Caso mai è questo l’errore da non ripetere: la scelta della squadra. Qui i due partiti, ma soprattutto il Pd, si giocano tutto. Soprattutto l’eventualità di non riconsegnare il paese alla Lega e al centrodestra quando, prima o poi, si tornerà a votare. Checché se ne dica aggrappandosi ad ogni sofismo il governo giallorosso è assai poco rappresentativo dell’attuale animo, o forse bisognerebbe parlare di pancia, dell’Italia. Solo con un’azione davvero di cambiamento e non con le ciance già sentite, con le riforme possibili in tema di fisco, giustizia, burocrazia, ambiente e senza sbattere la porta in faccia al Nord sul tema dell’autonomia che non è solo un tema leghista, anzi, si riuscirà forse a cambiare l’orientamento di un voto che è mobile come la donna di Giuseppe Verdi.
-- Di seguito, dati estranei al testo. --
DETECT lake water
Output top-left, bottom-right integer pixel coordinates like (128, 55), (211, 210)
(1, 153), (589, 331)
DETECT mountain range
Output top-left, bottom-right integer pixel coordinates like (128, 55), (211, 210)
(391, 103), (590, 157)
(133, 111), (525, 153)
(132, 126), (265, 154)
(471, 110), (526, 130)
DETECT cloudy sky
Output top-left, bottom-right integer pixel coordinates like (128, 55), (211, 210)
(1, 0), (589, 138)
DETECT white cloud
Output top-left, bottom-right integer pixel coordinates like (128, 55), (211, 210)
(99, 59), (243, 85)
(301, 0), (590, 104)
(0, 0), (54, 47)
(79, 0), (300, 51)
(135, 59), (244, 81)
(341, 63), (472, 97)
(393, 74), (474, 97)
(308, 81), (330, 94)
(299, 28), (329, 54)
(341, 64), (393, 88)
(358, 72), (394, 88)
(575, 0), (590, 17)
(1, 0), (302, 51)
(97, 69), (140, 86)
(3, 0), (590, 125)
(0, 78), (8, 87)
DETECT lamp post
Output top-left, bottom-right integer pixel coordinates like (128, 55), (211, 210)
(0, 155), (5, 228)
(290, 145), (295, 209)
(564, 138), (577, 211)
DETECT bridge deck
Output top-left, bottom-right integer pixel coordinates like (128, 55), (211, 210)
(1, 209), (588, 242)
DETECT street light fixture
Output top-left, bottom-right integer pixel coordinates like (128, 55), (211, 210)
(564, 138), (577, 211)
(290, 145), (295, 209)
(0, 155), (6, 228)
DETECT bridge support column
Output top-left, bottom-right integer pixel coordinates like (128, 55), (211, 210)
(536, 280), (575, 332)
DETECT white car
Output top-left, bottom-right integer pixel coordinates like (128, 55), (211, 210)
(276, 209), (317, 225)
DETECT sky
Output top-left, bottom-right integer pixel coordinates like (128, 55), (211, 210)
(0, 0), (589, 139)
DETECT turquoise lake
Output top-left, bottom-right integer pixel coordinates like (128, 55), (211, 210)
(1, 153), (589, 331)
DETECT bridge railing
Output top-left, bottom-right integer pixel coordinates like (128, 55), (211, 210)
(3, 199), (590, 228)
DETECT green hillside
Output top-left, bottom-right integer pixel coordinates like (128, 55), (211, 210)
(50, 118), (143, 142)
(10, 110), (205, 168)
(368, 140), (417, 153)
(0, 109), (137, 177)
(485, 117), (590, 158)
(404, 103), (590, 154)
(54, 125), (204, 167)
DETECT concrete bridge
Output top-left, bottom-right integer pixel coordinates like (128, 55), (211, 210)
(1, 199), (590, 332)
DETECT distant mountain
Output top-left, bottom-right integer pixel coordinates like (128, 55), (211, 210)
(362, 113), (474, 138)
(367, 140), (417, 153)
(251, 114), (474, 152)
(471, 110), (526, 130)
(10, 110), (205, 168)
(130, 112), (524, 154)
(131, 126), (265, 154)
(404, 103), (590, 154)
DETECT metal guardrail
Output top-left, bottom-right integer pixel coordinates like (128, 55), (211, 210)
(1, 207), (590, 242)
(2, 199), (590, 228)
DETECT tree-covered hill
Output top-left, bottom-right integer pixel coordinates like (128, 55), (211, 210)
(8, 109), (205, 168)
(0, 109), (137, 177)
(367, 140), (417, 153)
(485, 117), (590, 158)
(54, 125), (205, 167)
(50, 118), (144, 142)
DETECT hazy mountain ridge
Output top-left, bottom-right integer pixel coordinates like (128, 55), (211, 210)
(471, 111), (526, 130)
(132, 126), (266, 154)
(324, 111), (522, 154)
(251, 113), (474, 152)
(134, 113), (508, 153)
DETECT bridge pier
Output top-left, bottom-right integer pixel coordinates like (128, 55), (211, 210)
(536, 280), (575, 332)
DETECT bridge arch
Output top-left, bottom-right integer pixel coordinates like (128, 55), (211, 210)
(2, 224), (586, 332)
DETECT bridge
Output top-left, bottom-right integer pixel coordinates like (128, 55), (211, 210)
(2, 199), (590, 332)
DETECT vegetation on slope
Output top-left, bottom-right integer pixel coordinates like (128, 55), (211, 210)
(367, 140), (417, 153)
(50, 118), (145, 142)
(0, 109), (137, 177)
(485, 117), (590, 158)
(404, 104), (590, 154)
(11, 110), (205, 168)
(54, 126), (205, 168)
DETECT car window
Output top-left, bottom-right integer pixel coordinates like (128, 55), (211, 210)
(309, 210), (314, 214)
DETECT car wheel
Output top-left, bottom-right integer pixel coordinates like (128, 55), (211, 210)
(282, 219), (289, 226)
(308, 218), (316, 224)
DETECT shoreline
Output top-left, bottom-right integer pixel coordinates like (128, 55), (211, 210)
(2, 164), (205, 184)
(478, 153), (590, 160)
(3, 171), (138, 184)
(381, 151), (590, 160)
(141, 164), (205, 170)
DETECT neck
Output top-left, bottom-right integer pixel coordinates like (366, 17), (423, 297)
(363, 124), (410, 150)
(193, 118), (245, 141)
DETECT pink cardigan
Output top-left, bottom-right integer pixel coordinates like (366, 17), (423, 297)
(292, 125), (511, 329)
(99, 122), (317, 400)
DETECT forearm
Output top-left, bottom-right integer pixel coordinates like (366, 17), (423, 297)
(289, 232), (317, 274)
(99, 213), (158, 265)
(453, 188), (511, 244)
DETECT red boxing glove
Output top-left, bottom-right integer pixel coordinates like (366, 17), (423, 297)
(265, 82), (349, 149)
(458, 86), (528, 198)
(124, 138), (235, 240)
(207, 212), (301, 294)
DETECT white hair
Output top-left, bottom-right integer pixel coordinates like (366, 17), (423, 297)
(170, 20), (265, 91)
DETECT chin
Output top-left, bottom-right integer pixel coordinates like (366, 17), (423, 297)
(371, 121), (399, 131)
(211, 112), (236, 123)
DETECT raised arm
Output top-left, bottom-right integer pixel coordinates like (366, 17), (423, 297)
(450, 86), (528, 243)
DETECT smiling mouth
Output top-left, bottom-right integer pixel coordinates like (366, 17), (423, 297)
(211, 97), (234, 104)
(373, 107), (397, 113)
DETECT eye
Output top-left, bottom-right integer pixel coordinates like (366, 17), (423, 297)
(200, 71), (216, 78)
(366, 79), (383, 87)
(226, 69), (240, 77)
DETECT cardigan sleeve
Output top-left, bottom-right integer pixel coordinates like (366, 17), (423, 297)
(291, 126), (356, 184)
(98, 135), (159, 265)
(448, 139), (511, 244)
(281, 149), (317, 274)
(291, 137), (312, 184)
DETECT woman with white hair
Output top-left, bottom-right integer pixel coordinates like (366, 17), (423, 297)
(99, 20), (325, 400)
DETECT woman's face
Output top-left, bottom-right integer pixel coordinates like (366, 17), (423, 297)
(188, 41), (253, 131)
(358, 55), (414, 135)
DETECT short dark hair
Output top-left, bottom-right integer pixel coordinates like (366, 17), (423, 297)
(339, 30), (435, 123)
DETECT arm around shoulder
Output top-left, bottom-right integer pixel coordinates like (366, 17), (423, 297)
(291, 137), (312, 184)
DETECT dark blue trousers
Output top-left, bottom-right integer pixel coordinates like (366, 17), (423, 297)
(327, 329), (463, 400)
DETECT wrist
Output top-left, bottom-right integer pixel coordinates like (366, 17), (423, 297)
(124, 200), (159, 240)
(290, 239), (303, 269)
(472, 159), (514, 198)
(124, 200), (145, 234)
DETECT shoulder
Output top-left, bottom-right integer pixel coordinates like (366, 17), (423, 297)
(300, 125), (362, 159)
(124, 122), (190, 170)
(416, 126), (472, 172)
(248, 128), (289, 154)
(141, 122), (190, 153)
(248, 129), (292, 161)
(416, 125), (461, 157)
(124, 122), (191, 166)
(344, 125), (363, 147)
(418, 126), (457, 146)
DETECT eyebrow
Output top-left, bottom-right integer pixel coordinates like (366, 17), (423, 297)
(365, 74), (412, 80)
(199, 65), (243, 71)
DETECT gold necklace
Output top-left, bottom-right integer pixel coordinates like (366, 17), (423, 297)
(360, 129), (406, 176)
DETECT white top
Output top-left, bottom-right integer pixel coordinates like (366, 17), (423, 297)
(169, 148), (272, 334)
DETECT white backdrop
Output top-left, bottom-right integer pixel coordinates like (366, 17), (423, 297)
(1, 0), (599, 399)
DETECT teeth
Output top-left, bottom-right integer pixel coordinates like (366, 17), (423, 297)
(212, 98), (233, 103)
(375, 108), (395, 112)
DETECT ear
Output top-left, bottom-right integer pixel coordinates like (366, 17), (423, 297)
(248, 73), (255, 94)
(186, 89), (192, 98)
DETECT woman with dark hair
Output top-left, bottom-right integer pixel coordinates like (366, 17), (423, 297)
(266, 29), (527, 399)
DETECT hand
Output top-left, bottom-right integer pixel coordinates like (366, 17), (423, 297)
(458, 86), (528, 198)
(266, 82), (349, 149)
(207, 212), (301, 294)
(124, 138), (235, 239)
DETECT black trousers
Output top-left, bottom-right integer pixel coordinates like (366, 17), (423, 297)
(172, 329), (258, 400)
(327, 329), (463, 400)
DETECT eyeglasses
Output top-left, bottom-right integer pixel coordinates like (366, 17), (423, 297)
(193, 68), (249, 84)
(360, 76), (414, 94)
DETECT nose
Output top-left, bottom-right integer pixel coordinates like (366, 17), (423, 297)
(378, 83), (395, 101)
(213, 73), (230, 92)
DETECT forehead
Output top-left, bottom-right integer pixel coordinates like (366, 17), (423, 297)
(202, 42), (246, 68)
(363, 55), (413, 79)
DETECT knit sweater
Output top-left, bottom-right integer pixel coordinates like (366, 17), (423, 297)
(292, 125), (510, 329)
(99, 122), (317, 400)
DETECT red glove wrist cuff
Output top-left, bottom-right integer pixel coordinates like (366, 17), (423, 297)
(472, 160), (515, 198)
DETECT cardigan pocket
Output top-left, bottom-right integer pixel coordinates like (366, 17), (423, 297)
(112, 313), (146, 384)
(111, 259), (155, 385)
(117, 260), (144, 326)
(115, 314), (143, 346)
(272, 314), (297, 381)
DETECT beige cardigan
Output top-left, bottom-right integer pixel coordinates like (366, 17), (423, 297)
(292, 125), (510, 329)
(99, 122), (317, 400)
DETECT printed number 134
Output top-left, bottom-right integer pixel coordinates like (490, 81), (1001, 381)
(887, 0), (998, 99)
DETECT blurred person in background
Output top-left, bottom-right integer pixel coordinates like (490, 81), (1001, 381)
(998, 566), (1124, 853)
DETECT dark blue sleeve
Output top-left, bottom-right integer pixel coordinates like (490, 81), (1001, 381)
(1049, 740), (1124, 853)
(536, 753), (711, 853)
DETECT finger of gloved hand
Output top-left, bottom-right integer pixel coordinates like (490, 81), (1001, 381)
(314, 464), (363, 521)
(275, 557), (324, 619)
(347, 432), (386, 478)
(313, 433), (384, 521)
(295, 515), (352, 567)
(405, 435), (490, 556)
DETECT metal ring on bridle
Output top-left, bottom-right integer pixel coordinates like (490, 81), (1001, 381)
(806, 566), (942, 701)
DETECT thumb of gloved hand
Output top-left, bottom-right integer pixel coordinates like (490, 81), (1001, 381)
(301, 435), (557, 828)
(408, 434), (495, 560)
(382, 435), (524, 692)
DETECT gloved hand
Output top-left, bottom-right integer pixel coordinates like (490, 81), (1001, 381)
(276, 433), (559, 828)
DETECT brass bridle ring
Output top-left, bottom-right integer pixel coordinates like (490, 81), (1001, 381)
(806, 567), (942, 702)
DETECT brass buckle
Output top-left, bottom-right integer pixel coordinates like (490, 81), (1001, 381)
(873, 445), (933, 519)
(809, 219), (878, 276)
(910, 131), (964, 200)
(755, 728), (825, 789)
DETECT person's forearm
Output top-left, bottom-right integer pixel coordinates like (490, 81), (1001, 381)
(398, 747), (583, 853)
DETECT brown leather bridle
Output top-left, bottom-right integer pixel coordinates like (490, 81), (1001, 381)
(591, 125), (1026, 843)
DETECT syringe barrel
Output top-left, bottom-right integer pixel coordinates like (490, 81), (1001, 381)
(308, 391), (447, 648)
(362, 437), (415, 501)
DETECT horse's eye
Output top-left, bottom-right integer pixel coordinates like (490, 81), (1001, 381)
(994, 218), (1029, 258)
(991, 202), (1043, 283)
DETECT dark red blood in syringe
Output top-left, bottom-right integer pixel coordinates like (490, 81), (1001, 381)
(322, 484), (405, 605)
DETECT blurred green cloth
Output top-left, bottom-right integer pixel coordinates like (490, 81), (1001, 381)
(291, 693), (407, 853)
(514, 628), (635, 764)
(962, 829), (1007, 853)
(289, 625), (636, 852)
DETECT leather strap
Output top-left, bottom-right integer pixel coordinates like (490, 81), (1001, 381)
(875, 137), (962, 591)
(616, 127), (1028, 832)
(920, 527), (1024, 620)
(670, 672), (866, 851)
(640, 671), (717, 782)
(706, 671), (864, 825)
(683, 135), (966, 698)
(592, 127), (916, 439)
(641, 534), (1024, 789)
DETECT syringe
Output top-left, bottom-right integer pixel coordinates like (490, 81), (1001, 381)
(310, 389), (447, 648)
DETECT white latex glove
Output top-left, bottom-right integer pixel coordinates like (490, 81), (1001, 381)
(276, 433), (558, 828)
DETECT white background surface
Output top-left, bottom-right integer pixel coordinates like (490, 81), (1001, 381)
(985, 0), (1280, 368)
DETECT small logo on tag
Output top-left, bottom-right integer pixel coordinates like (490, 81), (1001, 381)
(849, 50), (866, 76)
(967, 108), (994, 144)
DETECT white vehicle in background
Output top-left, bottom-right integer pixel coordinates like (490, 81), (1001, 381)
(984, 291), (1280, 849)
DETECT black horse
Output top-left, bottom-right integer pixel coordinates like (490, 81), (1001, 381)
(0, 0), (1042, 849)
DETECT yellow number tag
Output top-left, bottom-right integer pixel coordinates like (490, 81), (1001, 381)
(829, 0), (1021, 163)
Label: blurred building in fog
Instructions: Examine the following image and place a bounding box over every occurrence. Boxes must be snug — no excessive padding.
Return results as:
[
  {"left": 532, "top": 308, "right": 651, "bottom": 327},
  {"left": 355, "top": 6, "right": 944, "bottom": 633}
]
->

Per ora, se nascerà, questo esecutivo è solo un frangiflutti per evitare le elezioni e isolare l’ingombrante Capitano. D’altra parte, nella speranza che il geniale autore della saga sulla crisi, abbia previsto questo finale, e non è scontato visto che i colpi scena di susseguono, non sarebbe poi una sorpresa che alla fine Giggino e il fratello del commissario Montalbano si rassegnino a un accordo che per i noti motivi chiamati Dibba, Casaleggio e Renzi da una parte e dall’altra, non li entusiasma. La soluzione delle urne, ora, per il Pd equivarebbe a un mezzo suicidio politico. Un conto andare in cabina con l’esecutivo gialloverde imploso e impostare la campagna elettorale sul suo fallimento, altro mettere le croci sulle schede dopo aver dato l’impressione di cercare un’intesa a tutti i costi con il vecchio nemico e neppure esserci riusciti.
Dalla parte dei grillini, si sa. Le elezioni sarebbero una cura dimagrante come quella del Gino Bramieri di “Cinquanta chili fa” (chissà perché questa crisi richiama sempre il varietà) ma il ritorno di fiamma con Salvini, seppure invocato da buona parte dei pentastellati e seppure con Di Maio a palazzo Chigi, una situazione ingestibile.
Adesso tanti auguri. Perché il sospiro di sollievo per lo scampato pericolo elettorale ha il fiato cortissimo. Ben altri perigli attendono questo governo eventuale: a partire da una legge di bilancio da costruire in epoca di recessione e da un’opposizione che, a questo punto Salvini, se riuscirà a restare a galla, condurrà senza respiro e senza quartiere in Parlamento e soprattutto nelle piazze. In questo senso un’eventuale abolizione del “sicurezza bis” potrebbe addirittura aiutarlo. Scherzi a parte, se accordo ci sarà, sotto con il programma e la squadra. Fateci vedere facce nuove e, possibilmente, credibili. Per ricicciare i vecchi arnesi della politica ci sarà tempo più avanti.